No. No, he didn’t. George shook his head, furiously, found his voice, and said, “No, Ms. Kozlowski. I’m . . . it’s . . .”—think—“allergies, I think.”

He mashed a hand over one eye, then the other, smearing with the same fury with which he’d shaken his head. He sucked in a loud sniffle, dragged a sleeve underneath his nose, sniffle-sucked again.

“You’re sure?” his teacher asked.

George nodded, noting what he wasn’t hearing: his fellow classmates laughing. Instead, they’d all gone quiet and were busying themselves looking everywhere but at him. George could read their minds. Thank God, they were thinking, it’s not me making a scene.

George stopped going to school after that. Instead, he started taking BART out of Oakland to downtown SF, hung out at City Lights Bookstore, and considered himself “a homeless person in training,” while he worked up the nerve to run away for good. In the meantime, he went undercover, test-driving his ability to survive on his own.

He’d picked up that MBA “dress for success” BS from one of his fosters. To George, it sounded like some corporate version of drag, wearing the clothes of the job you wished you had. But not being in school anymore left him with plenty of time. So he pinched some techno dweeb wardrobe from a dry cleaner. It seemed that—contrary to myth—techno dweebs who’ve gotten the personal hygiene talk at work will use dry cleaners, going straight from their moms doing their laundry to somebody else doing their laundry. George finished off the costume by getting a playing card laminated before attaching it to a lanyard and tucking it into his breast pocket. After that, he hopped on company shuttles, complaining about how his smart chip must have brain damage, so someone else would swipe him on. It helped that he was tall for his age and generally ethnic enough to discourage confrontation and/or direct eye contact.

Using his disguise, George toured the Bay Area, going from one corporate campus to another, living off geek droppings: half-finished Starbucks, breakfast sandwiches and bagels left where they’d been placed down, only a bite or two missing, so the guy (it was always a guy) wouldn’t have to argue about the algorithm he was arguing about with his mouth or hands full.
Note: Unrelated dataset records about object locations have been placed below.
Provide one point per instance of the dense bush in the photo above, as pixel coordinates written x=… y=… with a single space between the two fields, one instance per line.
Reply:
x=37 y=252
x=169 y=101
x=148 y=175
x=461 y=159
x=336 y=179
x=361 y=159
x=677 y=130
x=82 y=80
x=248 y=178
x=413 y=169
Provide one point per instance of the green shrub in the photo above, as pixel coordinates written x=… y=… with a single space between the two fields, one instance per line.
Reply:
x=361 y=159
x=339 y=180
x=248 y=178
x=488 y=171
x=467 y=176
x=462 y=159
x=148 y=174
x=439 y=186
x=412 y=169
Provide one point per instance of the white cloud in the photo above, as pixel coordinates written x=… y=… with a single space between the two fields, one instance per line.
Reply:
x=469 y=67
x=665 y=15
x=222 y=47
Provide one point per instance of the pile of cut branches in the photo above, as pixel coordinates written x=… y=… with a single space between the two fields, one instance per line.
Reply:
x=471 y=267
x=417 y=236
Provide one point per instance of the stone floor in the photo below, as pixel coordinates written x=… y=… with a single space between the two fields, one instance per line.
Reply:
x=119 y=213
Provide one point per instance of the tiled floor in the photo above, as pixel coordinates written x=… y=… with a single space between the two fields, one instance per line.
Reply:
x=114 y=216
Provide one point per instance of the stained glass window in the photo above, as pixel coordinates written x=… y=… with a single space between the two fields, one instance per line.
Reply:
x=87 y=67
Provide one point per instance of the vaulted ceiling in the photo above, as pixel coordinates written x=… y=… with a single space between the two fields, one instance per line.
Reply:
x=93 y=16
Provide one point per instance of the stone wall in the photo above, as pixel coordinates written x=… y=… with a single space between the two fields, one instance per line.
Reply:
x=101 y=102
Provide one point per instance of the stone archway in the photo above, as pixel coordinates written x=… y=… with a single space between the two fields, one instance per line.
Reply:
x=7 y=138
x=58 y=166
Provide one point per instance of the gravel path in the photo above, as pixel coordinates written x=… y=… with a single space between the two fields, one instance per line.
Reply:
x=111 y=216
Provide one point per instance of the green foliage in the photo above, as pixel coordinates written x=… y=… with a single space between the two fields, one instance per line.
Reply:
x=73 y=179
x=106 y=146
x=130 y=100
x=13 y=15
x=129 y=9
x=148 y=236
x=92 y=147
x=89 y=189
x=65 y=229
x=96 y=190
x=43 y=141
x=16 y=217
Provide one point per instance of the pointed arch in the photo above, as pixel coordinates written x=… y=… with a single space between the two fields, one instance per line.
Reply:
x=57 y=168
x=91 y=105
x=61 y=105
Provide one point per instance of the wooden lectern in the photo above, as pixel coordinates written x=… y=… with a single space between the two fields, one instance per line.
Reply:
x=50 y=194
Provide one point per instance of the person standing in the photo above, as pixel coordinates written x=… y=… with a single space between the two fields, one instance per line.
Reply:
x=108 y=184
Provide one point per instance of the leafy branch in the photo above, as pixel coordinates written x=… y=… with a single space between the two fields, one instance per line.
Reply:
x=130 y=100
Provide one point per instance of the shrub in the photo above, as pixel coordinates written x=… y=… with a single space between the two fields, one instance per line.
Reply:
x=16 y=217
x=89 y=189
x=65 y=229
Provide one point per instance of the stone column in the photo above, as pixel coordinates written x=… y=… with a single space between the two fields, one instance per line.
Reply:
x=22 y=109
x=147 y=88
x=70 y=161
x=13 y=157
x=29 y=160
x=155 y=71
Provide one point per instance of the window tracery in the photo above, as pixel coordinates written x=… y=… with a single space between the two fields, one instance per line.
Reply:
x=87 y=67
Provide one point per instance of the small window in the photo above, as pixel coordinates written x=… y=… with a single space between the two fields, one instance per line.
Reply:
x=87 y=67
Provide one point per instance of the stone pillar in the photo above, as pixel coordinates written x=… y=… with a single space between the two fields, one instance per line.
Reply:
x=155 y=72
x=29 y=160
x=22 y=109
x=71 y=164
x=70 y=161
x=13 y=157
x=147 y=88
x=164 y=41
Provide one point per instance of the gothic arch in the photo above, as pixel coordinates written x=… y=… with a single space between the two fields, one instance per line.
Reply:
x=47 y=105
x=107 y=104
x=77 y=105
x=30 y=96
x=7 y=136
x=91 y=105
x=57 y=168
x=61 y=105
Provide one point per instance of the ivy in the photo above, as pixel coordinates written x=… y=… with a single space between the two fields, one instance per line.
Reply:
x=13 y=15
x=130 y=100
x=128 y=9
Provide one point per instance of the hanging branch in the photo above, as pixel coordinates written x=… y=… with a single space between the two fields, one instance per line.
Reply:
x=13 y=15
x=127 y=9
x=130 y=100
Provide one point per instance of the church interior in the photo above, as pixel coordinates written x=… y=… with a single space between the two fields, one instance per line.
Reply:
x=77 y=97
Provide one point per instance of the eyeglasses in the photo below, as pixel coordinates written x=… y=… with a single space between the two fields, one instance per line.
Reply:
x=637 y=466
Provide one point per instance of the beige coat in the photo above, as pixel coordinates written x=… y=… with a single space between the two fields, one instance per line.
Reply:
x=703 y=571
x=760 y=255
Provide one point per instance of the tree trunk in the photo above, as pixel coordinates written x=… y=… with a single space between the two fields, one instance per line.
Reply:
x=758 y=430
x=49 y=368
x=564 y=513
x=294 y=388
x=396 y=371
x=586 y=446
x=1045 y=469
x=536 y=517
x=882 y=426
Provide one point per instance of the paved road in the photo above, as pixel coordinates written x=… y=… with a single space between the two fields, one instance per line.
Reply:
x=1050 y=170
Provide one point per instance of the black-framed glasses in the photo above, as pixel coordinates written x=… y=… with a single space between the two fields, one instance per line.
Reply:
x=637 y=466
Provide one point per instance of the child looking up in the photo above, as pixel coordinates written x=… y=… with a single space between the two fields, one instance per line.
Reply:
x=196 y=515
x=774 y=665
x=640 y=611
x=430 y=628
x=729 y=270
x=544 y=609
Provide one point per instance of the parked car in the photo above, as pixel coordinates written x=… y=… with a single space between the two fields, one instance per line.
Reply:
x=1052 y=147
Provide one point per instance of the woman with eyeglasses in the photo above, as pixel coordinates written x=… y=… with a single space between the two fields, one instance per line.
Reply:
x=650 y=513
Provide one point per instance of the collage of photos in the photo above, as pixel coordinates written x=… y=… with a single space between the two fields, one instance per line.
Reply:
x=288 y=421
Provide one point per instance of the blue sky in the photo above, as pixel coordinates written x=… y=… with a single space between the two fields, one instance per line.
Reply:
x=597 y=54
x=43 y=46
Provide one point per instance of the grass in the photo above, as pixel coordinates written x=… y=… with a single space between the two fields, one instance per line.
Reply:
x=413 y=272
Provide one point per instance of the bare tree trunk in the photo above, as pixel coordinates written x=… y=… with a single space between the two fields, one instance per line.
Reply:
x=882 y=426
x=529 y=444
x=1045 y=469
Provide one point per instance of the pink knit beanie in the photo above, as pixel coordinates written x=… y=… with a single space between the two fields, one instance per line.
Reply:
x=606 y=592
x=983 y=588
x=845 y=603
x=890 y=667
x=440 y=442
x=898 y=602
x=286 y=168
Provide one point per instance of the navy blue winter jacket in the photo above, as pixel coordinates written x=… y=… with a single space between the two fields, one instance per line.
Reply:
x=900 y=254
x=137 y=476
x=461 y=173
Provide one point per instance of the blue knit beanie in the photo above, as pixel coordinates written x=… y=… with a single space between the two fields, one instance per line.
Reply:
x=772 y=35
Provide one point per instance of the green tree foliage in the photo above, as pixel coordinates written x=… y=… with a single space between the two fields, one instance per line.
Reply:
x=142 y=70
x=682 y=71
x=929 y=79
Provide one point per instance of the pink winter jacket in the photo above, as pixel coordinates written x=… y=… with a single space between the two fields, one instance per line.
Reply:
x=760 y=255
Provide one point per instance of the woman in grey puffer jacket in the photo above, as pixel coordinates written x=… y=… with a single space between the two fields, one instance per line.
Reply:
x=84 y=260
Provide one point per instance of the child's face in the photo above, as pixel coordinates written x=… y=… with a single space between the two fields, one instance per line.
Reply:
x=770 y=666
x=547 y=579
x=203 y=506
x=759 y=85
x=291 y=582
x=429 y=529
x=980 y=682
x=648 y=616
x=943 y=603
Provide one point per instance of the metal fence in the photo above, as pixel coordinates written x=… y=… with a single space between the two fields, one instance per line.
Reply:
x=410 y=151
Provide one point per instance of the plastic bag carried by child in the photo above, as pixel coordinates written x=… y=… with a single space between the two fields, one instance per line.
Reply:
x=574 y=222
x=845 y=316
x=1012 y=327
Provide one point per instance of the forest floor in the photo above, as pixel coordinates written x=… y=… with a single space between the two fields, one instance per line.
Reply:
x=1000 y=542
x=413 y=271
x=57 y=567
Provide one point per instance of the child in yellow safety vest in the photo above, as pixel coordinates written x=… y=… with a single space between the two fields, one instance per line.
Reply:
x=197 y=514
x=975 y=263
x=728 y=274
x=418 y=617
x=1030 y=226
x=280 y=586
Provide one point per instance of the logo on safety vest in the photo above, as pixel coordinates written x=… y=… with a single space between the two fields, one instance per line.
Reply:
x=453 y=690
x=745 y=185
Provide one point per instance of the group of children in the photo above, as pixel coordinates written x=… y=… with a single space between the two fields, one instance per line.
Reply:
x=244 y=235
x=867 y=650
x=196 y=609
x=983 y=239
George listened for buzzwords he googled later, discovering to his delight that he actually had a knack for programming, including some of the shadier varieties he found after surfing to some of the shadier sides of the web, the part where anonymity was the whole idea and the front door wasn’t Google, but had to be picked open using tools like Tor.

In retrospect, George figured he did owe the foster system an acknowledgment after all. It was because of them he’d been moved from Los Angeles, where he’d been born, to the heart of the action in Northern California, where he proceeded to circle the map around the San Francisco Bay, from San Jose to Oakland to Alameda and back to Oakland. And it was because of the foster system he had learned to be sneaky. That was a trait they shared—hacking and surviving foster care—because they both depended on learning the rules even as they changed on the fly, and then figuring out the loopholes and how hard you could push against this or that pressure point without having the whole thing backfire.

The first things he ever hacked outright were the various parental controls set by one of his foster families. It wasn’t that he was especially interested in violence or pornographic content—well, at thirteen he was—but their being kept from him was what made them so tempting. Plus, figuring out loopholes, work-arounds, weakest links, and exploitable exploits made his brain smile like almost nothing else did. And these same skills came in handy when George decided to remove himself from the foster system once and for all, two years sooner than the system would have kicked him out.